Laser-induced dissociative recombination of carbon dioxide. Hongtao Hu, Seyedreza Larimian, Sonia Erattupuzha, Jin Wen, Andrius Baltuška, Markus Kitzler-Zeiler, and Xinhua Xie. Phys. Rev. Research 1, 033152 (2019).
We experimentally investigate laser-induced dissociative recombination of CO2 in linearly polarized strong laser fields with coincidence measurements. Our results show laser-induced dissociative processes with electron recombination after laser-induced double ionization. After double ionization, one electron can recombine to one of the two ionic fragments during laser-induced molecular dissociation. Our measurements reveal that the recombination probability of the second ionized electron is three times as high as that of the first ionized electron.

Disentangling Intracycle Interferences in Photoelectron Momentum Distributions Using Orthogonal Two-Color Laser FieldsXinhua Xie, Tian Wang, ShaoGang Yu, XuanYang Lai, Stefan Roither, Daniil Kartashov, Andrius Baltuška, XiaoJun Liu, André Staudte, and Markus Kitzler. Physical Review Letters 119, 243201  (2017).
We use orthogonally polarized two-color (OTC) laser pulses to separate quantum paths in the multiphoton ionization of Ar atoms. Our OTC pulses consist of 400 and 800 nm light at a relative intensity ratio of 10∶1. We find a hitherto unobserved interference in the photoelectron momentum distribution, which exhibits a strong dependence on the relative phase of the OTC pulse. Analysis of model calculations reveals that the interference is caused by quantum pathways from nonadjacent quarter cycles.

Coincidence spectroscopy of high-lying Rydberg states produced in strong laser fieldsSeyedreza Larimian, Sonia Erattupuzha, Christoph Lemell, Shuhei Yoshida, Stefan Nagele, Raffael Maurer, Andrius Baltuška, Joachim Burgdörfer, Markus Kitzler, and Xinhua Xie. Physical Review A 94, 033401 (2016).

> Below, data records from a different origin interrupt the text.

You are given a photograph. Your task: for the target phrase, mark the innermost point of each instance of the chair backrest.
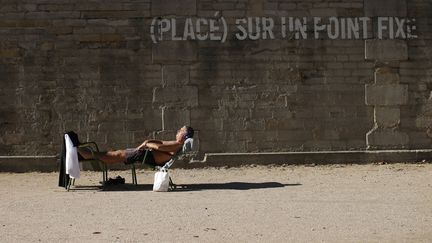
(187, 147)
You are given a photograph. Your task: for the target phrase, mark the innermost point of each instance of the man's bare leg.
(109, 157)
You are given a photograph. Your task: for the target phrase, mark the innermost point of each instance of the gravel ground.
(338, 203)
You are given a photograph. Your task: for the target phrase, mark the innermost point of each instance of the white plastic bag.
(161, 182)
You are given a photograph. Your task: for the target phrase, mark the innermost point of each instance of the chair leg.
(104, 173)
(172, 185)
(71, 182)
(134, 178)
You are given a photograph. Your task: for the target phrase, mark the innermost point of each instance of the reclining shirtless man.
(158, 152)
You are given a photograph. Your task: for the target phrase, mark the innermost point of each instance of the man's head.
(184, 133)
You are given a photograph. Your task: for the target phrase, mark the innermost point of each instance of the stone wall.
(91, 66)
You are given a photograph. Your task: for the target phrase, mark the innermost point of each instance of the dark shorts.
(137, 156)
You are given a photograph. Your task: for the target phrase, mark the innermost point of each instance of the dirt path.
(355, 203)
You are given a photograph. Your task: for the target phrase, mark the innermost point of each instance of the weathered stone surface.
(173, 7)
(386, 76)
(387, 116)
(386, 50)
(174, 52)
(175, 75)
(174, 118)
(386, 94)
(186, 96)
(386, 139)
(373, 8)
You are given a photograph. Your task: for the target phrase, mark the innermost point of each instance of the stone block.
(373, 8)
(186, 96)
(386, 50)
(387, 117)
(174, 52)
(387, 138)
(173, 7)
(323, 12)
(175, 75)
(173, 119)
(386, 76)
(387, 94)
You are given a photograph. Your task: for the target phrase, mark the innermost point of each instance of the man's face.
(181, 133)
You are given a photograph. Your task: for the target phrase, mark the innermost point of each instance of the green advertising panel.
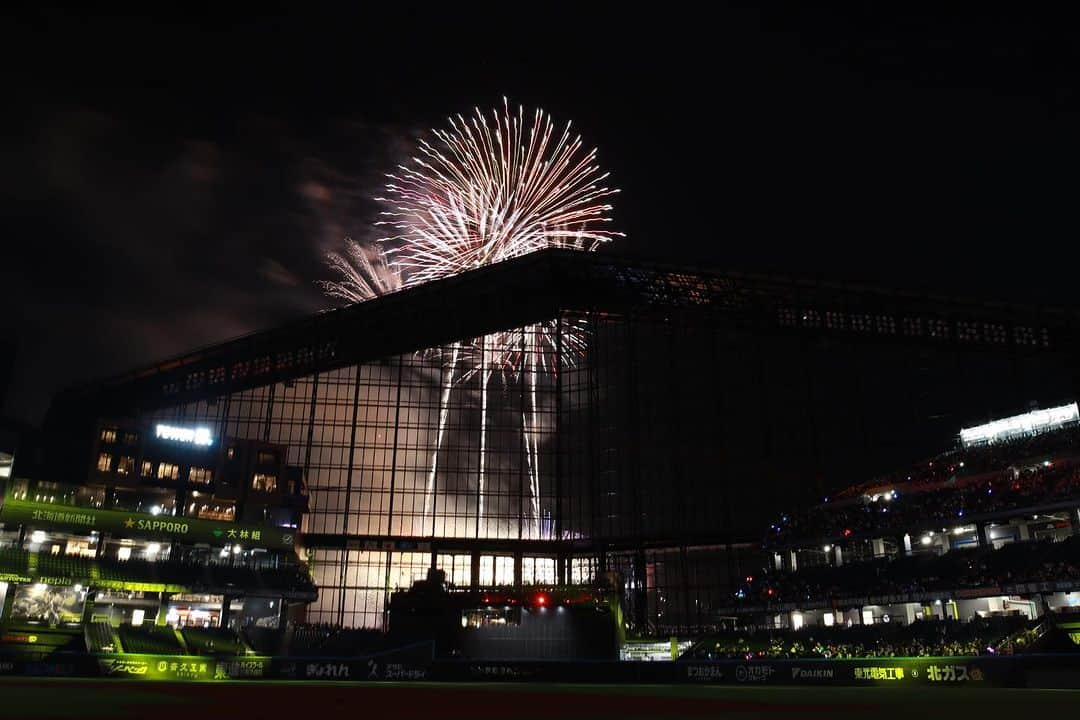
(144, 525)
(181, 667)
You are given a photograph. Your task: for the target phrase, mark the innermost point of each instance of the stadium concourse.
(973, 552)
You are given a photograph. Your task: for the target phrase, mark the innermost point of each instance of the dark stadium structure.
(679, 411)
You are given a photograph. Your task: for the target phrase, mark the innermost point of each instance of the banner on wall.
(144, 525)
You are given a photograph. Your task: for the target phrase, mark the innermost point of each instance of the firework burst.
(489, 188)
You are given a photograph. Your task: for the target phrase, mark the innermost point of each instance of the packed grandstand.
(973, 552)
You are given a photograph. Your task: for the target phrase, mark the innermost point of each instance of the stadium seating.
(153, 639)
(943, 491)
(286, 578)
(99, 638)
(919, 639)
(214, 641)
(1015, 562)
(333, 641)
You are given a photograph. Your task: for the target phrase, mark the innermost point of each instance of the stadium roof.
(541, 285)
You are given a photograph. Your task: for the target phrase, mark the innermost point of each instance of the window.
(265, 483)
(169, 471)
(211, 508)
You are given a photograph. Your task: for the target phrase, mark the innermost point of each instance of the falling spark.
(488, 188)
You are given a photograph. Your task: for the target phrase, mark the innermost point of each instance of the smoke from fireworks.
(487, 189)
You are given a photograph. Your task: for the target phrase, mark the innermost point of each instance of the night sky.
(174, 181)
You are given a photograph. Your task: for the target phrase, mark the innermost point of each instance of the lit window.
(167, 471)
(265, 483)
(125, 465)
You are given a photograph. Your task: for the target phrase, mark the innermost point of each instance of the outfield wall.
(415, 663)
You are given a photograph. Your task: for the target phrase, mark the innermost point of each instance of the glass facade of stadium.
(657, 442)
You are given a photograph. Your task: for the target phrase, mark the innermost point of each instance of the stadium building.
(564, 416)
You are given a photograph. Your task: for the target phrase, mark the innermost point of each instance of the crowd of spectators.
(1014, 562)
(949, 489)
(919, 639)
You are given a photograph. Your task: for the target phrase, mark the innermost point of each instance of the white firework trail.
(489, 188)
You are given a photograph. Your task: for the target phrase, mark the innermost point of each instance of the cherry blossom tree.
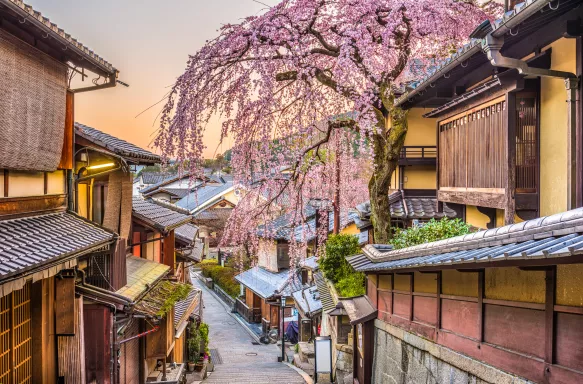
(308, 82)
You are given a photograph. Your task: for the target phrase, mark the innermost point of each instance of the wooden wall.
(507, 317)
(98, 328)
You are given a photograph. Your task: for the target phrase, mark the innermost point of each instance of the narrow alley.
(239, 360)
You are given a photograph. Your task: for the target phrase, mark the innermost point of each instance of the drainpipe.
(492, 47)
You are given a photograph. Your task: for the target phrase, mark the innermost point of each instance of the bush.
(334, 264)
(224, 277)
(347, 281)
(433, 230)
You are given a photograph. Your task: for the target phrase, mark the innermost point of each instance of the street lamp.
(283, 359)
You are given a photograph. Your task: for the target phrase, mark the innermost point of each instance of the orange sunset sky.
(148, 41)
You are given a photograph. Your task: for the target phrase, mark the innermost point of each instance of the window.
(16, 337)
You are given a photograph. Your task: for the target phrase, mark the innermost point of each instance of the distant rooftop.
(120, 147)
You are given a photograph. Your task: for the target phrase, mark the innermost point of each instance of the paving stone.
(242, 361)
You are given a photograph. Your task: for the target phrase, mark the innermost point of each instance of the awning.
(267, 284)
(184, 309)
(308, 301)
(359, 309)
(43, 245)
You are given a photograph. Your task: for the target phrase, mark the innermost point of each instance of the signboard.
(363, 237)
(323, 350)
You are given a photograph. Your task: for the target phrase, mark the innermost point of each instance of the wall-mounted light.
(100, 166)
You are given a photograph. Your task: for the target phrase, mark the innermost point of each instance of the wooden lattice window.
(526, 142)
(16, 337)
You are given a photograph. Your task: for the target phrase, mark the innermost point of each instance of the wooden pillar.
(510, 190)
(579, 126)
(438, 296)
(411, 301)
(550, 286)
(169, 258)
(481, 284)
(44, 365)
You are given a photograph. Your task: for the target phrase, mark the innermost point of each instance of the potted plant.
(194, 342)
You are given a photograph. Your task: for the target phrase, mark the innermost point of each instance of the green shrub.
(334, 264)
(433, 230)
(224, 277)
(351, 285)
(204, 336)
(347, 281)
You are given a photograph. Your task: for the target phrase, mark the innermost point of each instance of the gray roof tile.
(31, 242)
(120, 147)
(159, 216)
(532, 239)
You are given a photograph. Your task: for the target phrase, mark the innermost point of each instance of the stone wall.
(402, 357)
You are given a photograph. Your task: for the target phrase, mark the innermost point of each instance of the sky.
(148, 41)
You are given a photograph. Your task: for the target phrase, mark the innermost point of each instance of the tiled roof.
(328, 303)
(213, 214)
(510, 19)
(307, 301)
(51, 29)
(553, 236)
(32, 243)
(310, 263)
(154, 303)
(186, 233)
(266, 284)
(158, 216)
(184, 308)
(202, 195)
(416, 208)
(141, 274)
(359, 309)
(149, 178)
(120, 147)
(195, 252)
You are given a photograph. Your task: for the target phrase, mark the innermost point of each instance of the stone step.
(306, 367)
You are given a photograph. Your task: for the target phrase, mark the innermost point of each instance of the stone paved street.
(242, 361)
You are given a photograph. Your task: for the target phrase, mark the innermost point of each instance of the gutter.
(500, 30)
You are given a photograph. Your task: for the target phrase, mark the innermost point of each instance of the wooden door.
(16, 337)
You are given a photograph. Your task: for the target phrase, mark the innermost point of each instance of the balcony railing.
(418, 155)
(252, 315)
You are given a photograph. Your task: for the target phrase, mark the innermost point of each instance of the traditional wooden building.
(44, 242)
(507, 109)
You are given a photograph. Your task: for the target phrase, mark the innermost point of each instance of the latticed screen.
(526, 142)
(16, 337)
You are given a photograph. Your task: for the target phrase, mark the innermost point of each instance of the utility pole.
(337, 191)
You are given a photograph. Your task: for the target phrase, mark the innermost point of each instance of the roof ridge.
(555, 225)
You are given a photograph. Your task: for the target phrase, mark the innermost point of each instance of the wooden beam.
(492, 200)
(411, 288)
(6, 183)
(481, 289)
(12, 207)
(550, 287)
(438, 309)
(510, 117)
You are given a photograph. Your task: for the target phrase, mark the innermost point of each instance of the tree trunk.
(387, 143)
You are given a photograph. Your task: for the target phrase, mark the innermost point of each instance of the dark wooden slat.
(12, 207)
(6, 184)
(481, 289)
(515, 304)
(568, 309)
(550, 288)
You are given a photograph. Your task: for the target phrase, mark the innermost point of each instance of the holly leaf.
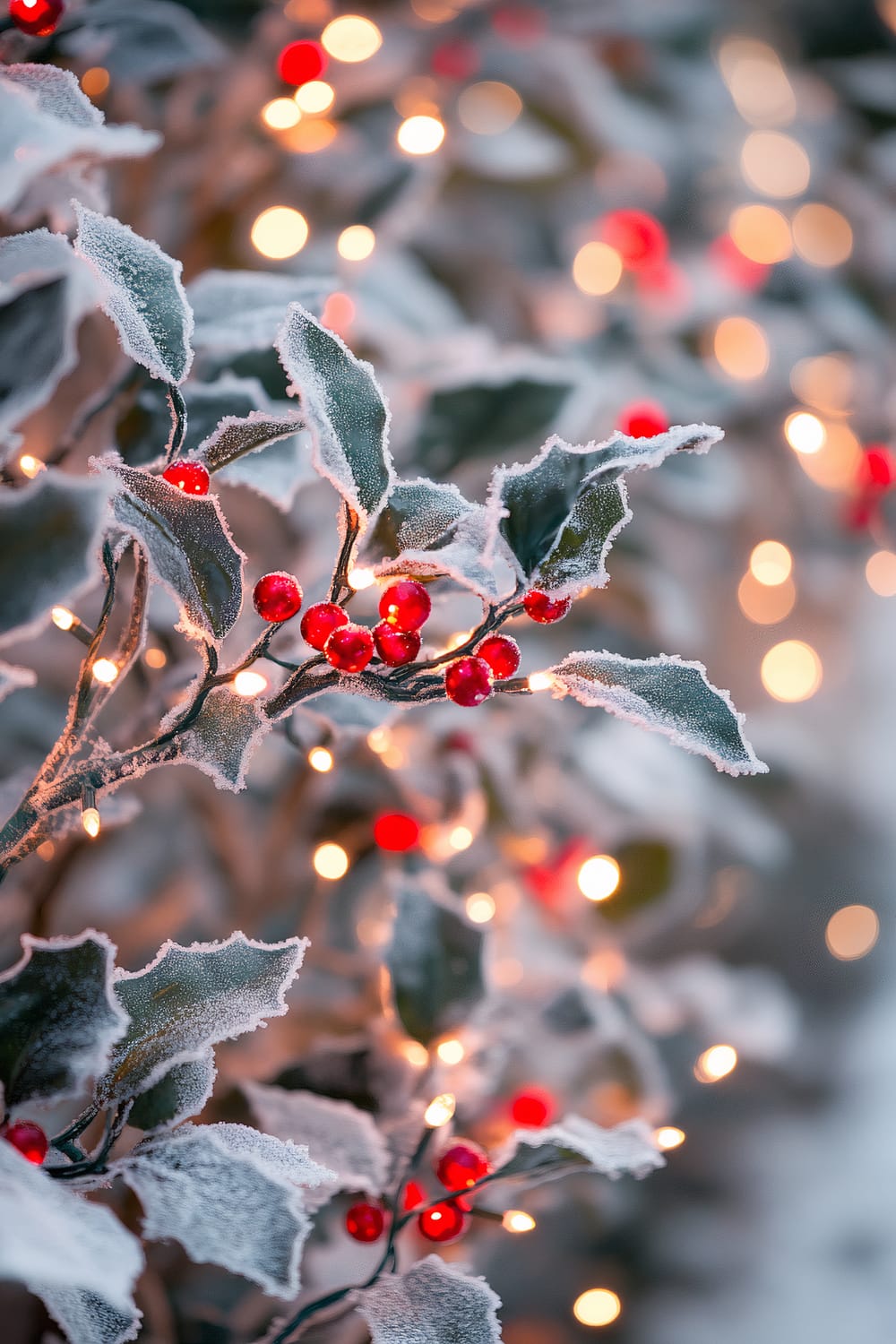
(665, 695)
(432, 1304)
(69, 1252)
(193, 997)
(344, 410)
(144, 295)
(190, 548)
(230, 1196)
(51, 530)
(435, 964)
(58, 1016)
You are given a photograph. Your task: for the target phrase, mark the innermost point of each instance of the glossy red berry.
(406, 605)
(395, 647)
(349, 648)
(366, 1222)
(546, 609)
(468, 682)
(320, 621)
(29, 1139)
(443, 1223)
(190, 478)
(37, 18)
(462, 1164)
(501, 653)
(277, 596)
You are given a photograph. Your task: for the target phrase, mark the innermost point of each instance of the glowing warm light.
(479, 908)
(597, 1306)
(774, 164)
(761, 233)
(280, 231)
(598, 876)
(357, 242)
(330, 860)
(770, 562)
(90, 822)
(791, 671)
(487, 108)
(105, 671)
(880, 573)
(823, 236)
(320, 760)
(740, 347)
(314, 97)
(852, 932)
(597, 268)
(281, 113)
(351, 38)
(668, 1137)
(421, 134)
(440, 1110)
(715, 1064)
(805, 432)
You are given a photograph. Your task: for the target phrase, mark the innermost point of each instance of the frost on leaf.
(343, 408)
(144, 295)
(435, 964)
(336, 1133)
(626, 1150)
(193, 997)
(50, 530)
(58, 1016)
(190, 548)
(432, 1304)
(230, 1196)
(667, 695)
(222, 739)
(69, 1252)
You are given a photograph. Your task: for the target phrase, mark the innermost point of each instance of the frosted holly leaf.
(336, 1133)
(667, 695)
(223, 738)
(230, 1196)
(435, 964)
(193, 997)
(432, 1304)
(69, 1252)
(58, 1016)
(190, 548)
(344, 410)
(50, 530)
(626, 1150)
(182, 1093)
(144, 295)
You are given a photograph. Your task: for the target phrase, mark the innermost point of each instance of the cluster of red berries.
(460, 1166)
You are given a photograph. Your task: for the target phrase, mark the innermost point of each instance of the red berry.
(443, 1223)
(29, 1139)
(277, 596)
(501, 653)
(349, 650)
(468, 682)
(546, 609)
(190, 478)
(397, 832)
(37, 18)
(320, 621)
(366, 1222)
(300, 62)
(406, 605)
(395, 647)
(462, 1164)
(642, 419)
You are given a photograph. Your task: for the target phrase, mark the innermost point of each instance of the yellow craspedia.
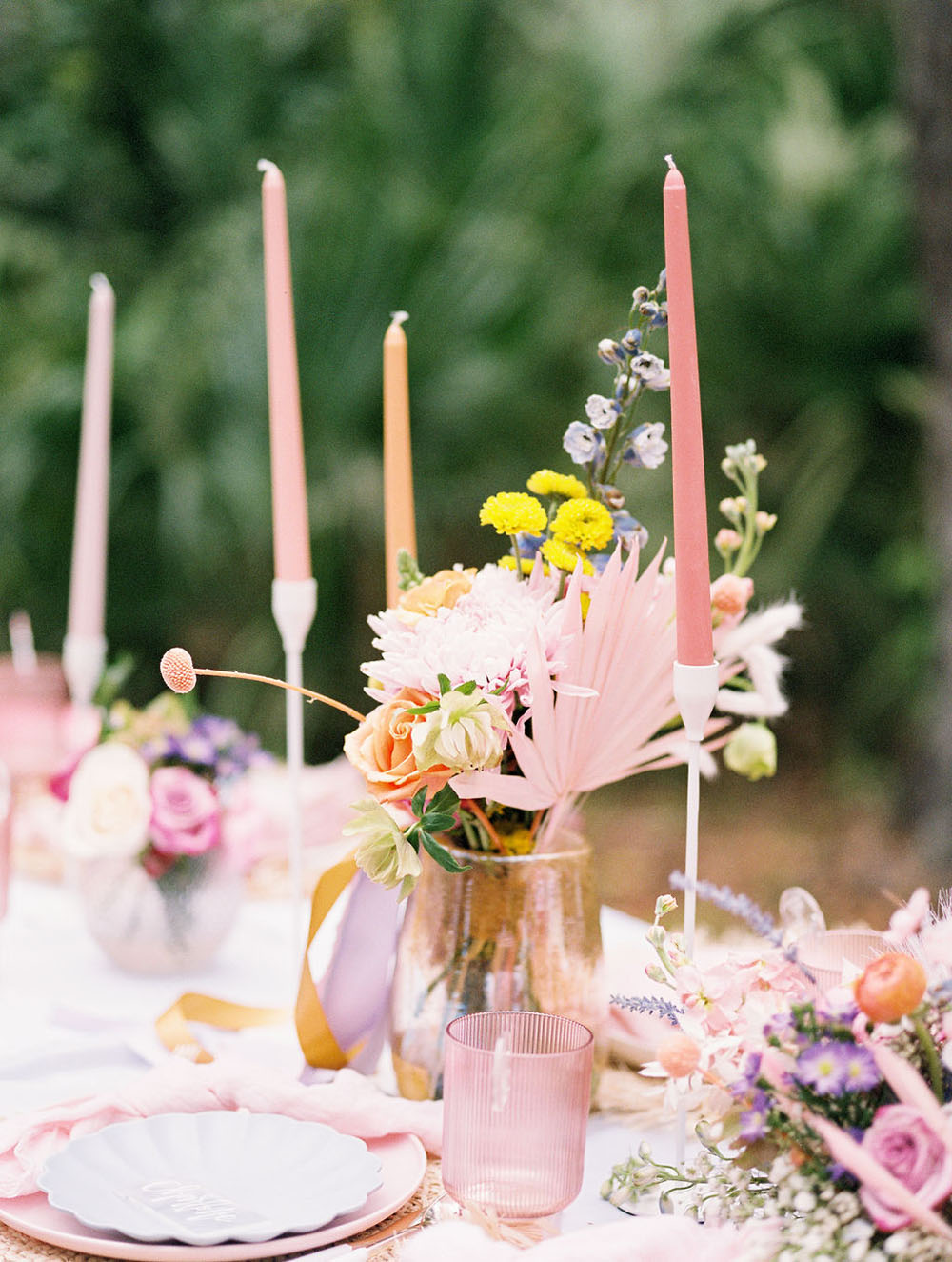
(526, 563)
(564, 556)
(584, 523)
(516, 841)
(511, 512)
(548, 482)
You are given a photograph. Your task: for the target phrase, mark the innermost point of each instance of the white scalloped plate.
(208, 1177)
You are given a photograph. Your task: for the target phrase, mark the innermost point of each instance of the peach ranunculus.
(730, 594)
(382, 750)
(439, 592)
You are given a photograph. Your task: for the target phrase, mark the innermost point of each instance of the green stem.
(932, 1058)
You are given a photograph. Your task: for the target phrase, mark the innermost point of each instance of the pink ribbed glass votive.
(516, 1097)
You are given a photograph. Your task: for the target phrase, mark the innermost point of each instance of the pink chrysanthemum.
(486, 636)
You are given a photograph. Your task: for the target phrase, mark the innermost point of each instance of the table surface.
(73, 1024)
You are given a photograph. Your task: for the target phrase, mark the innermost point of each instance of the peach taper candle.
(399, 520)
(85, 645)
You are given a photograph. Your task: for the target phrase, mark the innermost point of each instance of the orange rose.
(382, 750)
(890, 987)
(439, 592)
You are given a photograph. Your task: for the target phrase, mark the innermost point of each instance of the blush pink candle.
(399, 521)
(88, 574)
(288, 493)
(692, 575)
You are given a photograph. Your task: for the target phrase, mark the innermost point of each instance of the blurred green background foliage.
(493, 167)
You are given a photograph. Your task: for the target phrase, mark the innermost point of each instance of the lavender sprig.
(738, 905)
(649, 1004)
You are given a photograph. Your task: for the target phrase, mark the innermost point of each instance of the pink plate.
(401, 1156)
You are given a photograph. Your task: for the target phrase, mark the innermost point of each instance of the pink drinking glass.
(516, 1094)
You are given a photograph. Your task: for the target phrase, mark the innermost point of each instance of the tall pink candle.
(399, 521)
(288, 493)
(88, 574)
(692, 574)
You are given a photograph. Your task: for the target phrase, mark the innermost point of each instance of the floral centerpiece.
(826, 1113)
(506, 694)
(149, 831)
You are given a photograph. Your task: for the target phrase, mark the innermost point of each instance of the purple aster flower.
(860, 1067)
(748, 1075)
(753, 1121)
(823, 1067)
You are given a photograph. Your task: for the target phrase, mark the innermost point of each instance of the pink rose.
(902, 1142)
(186, 818)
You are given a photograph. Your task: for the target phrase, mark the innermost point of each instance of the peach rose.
(730, 594)
(890, 987)
(439, 592)
(382, 750)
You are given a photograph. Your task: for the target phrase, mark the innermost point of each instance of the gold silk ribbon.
(315, 1036)
(177, 1035)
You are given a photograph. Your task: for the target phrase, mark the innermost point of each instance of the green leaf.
(446, 799)
(418, 803)
(407, 571)
(440, 853)
(436, 822)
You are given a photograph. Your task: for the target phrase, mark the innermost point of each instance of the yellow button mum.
(548, 482)
(584, 523)
(511, 512)
(564, 556)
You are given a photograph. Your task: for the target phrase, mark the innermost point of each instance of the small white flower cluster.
(811, 1223)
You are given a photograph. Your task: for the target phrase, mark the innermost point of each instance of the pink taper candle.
(88, 575)
(692, 574)
(399, 521)
(288, 493)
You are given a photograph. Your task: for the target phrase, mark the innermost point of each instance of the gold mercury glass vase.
(509, 932)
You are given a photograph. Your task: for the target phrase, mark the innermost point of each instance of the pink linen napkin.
(349, 1103)
(632, 1239)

We demonstrate the detection of high-lying Rydberg states produced in strong laser fields with coincidence spectroscopy. Electron emission after the interaction of strong laser pulses with atoms and molecules is measured together with the parent ions in coincidence measurements. These electrons originate from high-lying Rydberg states with quantum numbers from n∼20 up to n ≲ 120 formed by frustrated field ionization. Ionization rates are retrieved from the measured ionization signal of these Rydberg states. Simulations show that both tunneling ionization by a weak dc field and photoionization by blackbody radiation contribute to delayed electron emission on the nano- to microsecond scale. Furthermore, the dependence of the Rydberg-state production on the ellipticity of the driving laser field indicates that such high-lying Rydberg states are populated through electron recapture. The present experiment provides detailed quantitative information on Rydberg production in strong-field interaction.